Kuzey Atlantik Antlaşması Örgütü’nün (NATO) kuruluşundan itibaren Amerika Birleşik Devletleri (ABD), ittifakın güvenlik stratejisinde tartışmasız bir şekilde merkezi bir aktör olmuştur. Çünkü ABD, NATO’nun toplam askeri kapasitesinin büyük bir bölümünü karşılamakta ve aynı zamanda ittifakın nükleer caydırıcılık kapasitesinin en önemli sağlayıcısı konumundadır. Bunun yanı sıra ABD’nin geniş çaplı küresel askeri üs ağı ve deniz yolları üzerindeki stratejik hâkimiyeti, NATO’nun küresel ölçekte askeri operasyonlarını sürdürebilmesine olanak tanımaktadır. Diğer yandan NATO’nun kuruluşundan bu yana Avrupa, güvenlik ve savunma alanlarında önemli bir rol üstlenmiştir. Ancak Donald Trump’ın 20 Ocak 2025 tarihi itibariyle yeniden başkanlık koltuğuna oturması, küresel jeo-politikayı önemli ölçüde değiştirmiştir. Yeni başkanlık döneminde Trump, “Önce Amerika” doktrinini yeniden uygulamaya koymak suretiyle ABD’nin NATO’ya olan taahhütlerini azaltma yönünde tehditlerde bulunmakta ve Avrupa ülkelerini, kendi savunmalarının finansmanını sağlamaya zorlamaktadır. Bu durum, Avrupa Birliği’ni (AB) kritik bir dönüm noktasına taşımıştır. Avrupa, uzun bir süredir “stratejik özerklik” fikrini tartışıyor olsa da ABD’siz bir NATO olasılığı, artık sadece bir teori olmaktan çıkıp ciddi bir güvenlik problemi haline gelmiştir.
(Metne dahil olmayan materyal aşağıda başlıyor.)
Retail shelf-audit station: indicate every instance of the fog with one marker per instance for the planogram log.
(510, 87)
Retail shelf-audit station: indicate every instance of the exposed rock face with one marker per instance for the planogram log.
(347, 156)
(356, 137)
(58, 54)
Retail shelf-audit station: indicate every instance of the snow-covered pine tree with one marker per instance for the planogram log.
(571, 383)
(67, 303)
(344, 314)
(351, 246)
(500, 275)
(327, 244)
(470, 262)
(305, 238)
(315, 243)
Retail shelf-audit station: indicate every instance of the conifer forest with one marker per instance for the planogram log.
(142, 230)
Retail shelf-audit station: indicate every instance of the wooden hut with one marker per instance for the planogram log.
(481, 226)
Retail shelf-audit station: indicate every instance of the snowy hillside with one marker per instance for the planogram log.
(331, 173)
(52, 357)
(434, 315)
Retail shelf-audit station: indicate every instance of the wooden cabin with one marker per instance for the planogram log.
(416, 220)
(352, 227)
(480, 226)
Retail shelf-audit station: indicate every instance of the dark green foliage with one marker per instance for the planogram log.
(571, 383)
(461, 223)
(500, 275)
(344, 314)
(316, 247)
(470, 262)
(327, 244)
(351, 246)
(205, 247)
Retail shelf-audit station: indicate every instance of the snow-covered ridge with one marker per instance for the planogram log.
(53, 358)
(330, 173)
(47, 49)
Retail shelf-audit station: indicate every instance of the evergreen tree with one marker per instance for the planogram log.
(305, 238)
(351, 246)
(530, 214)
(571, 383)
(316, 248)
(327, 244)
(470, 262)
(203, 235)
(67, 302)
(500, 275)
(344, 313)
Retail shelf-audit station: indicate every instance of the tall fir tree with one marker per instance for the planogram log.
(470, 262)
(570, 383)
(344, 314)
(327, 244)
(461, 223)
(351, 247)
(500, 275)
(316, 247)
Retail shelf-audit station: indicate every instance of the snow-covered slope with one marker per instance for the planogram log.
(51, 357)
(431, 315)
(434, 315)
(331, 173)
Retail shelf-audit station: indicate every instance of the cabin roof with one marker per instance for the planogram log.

Ayrıca 28 Şubat’ta 2025 tarihinde ABD Başkanı Donald Trump ile Ukrayna Devlet Başkanı Volodimir Zelenski arasındaki tartışma, Avrupa ülkeleri için büyük bir tehdit oluşturmuştur. Bu olay, ABD’nin Ukrayna ve güvenlik konularındaki desteğini kaybetme riski taşıyan Avrupa’nın stratejik yönelimlerini gözden geçirmesine neden olmuştur. Trump-Zelenski tartışması, Ukrayna’nın geleceği ve Avrupa güvenliği üzerine belirsizlikleri artırırken, Brüksel’de transatlantik ilişkilerin ciddi şekilde zedelenebileceği kaygılarını artırmıştır. Hatta Trump’ın ABD’yi NATO ve BM gibi örgütlerden çekebileceğini açıklaması hem NATO’nun geleceği hem de Avrupa’nın güvenlik yapısına dair endişeleri de beraberinde getirmiştir.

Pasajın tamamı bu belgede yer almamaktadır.